Is Moscow preparing to crack down on the Baltics? With his government and party in near-collapse, President Mikhail Gorbachev may soon conclude that only the threat of force can hold the Soviet Union together. As the black berets took up positions in Latvia, breakaway republics elsewhere nervously weighed their options. Moldavia’s president promised to rescind a new law making a Romanian dialect the official language - hoping to avert the “necessary measures” Gorbachev has threatened for the new year. In Georgia, where a new noncommunist government recently moved toward independence, nationalists armed themselves against attack. Lithuanians watched as troops turned out to guard Communist Party headquarters, and Estonian Prime Minister Edgar Savisaar warned: “If Estonia is calm and quiet today, it doesn’t mean that we aren’t on the waiting list.”
If a crackdown comes, it could come first in Latvia. Roughly half its residents are Russians and other nationalities. Relations between the Latvians and the “occupiers” are sorely frayed. Non-Latvians complain bitterly that their rights are being “trampled.” The republic’s parliament has made Latvian the state language, and refused last week to declare Russian Orthodox Christmas, Jan. 7, a state holiday. The result has been a dangerous escalation of tensions. WE DEMAND AN END TO TYRANNY, read one placard at a demonstration last week supporting the takeover of Latvia’s publishing house. “Our opponents are pushing us into the streets,” says Anatoly Alekseyev, president of an action group called Interfront, established to protect the interests of non-Latvians.
His organization gets strong support from the disgruntled Soviet military. Riga is headquarters for the Baltic Military Command, and an estimated 15 percent of Latvia’s residents are servicemen and their dependents. Latvians contemptuously call them “the occupiers,” and behave accordingly. The Latvian parliament in November threatened to stop supplying Soviet bases with water, food and electricity if Moscow failed to open talks on withdrawing its troops from Latvian territory. And local authorities have withheld housing permits for officers living off base, arguing that the Army has enough real estate already. Without these papers, however, Soviets cannot buy rationed food in the grocery stores. To Moscow’s military men, such moves amount to outright persecution. “The mood among officers is terrible,” says Col. Yuri Podolnitsky of the Baltic Command. “Throw one match, and the whole thing will blow up.”
That’s hardly an idle metaphor.

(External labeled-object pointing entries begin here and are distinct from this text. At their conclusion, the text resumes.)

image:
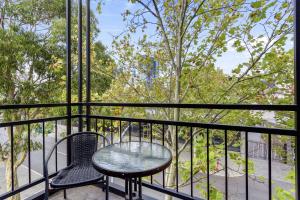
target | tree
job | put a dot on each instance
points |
(186, 38)
(32, 42)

A series of mysterious bombings have rocked the capital in recent weeks. No one was injured, and four youths have been arrested. But many Latvians suspect the explosions, directed mostly against communist memorials and official buildings, were provocations staged by the military and non-Latvian supporters. The reason: to stir disorder and create the pretext for a takeover. “Whose interests are served by such explosions?” asks one mechanic, whose front door was blown off and living-room windows were shattered in a blast the night after Christmas. “Only those who want tensions to grow. And that’s not Latvians.”
Like their Baltic neighbors, Latvians are hoping to tiptoe out of the union. Last May the republic declared it had never legally joined the Soviet Union, and would take steps to withdraw. But it wants to pull out gradually. Latvian President Anatolij Gorbunovs refuses to attend meetings of the Council of the Federation, Gorbachev’s new interrepublican executive body. Last week, however, he sent his prime minister to the council’s first meeting, and then scored a coup when Soviet Chief of Staff Gen. Mikhail Moiseyev agreed to “meet Latvian authorities halfway.” “Not a single additional soldier will be dispatched to the Baltics,” the general declared, hinting that some might even be withdrawn. And he promised for the first time to disclose how many Soviet troops are stationed in the republic - and where. Gorbunovs told NEWSWEEK: “We found real common ground.” As for the future, the adroit Gorbunovs is hoping to negotiate a new economic agreement with the Kremlin. “Economic relations must come first, and then political relations will follow,” he said. “We’re too politically polarized to do it any other way.”
Though top officials were coming to terms, their constituents were not. Five hundred angry officers from around the Baltics met in Riga last month to form a new pressure group, the Union of Servicemen in the Baltics. Latvia isn’t the only republic that should be ruled by presidential decree, says one of the group’s leaders, Maj. Leonid Alyoshin. “It should be introduced all over the Soviet Union.” Alyoshin and others are also alarmed by Latvia’s march to free markets. The takeover of Riga’s publishing house showed that the Communist Party will not readily give up its property. Meanwhile, prices for milk, meat and other household staples as much as tripled last week, as the first free-market reforms took effect. “How do I feed my wife and children,” groused one black beret, as he gulped down meatballs in the cafeteria of Riga’s publishing house. Latvian employees disdainfully gave him a wide berth. “I don’t see anything good in independence,” said the soldier, cradling a Kalashnikov on his knees. “I’m going to do everything I can to prevent it.” Latvians can only wonder just how far he’ll go.
Soviet troops are stationed throughout the Baltics - and are a source of mounting friction.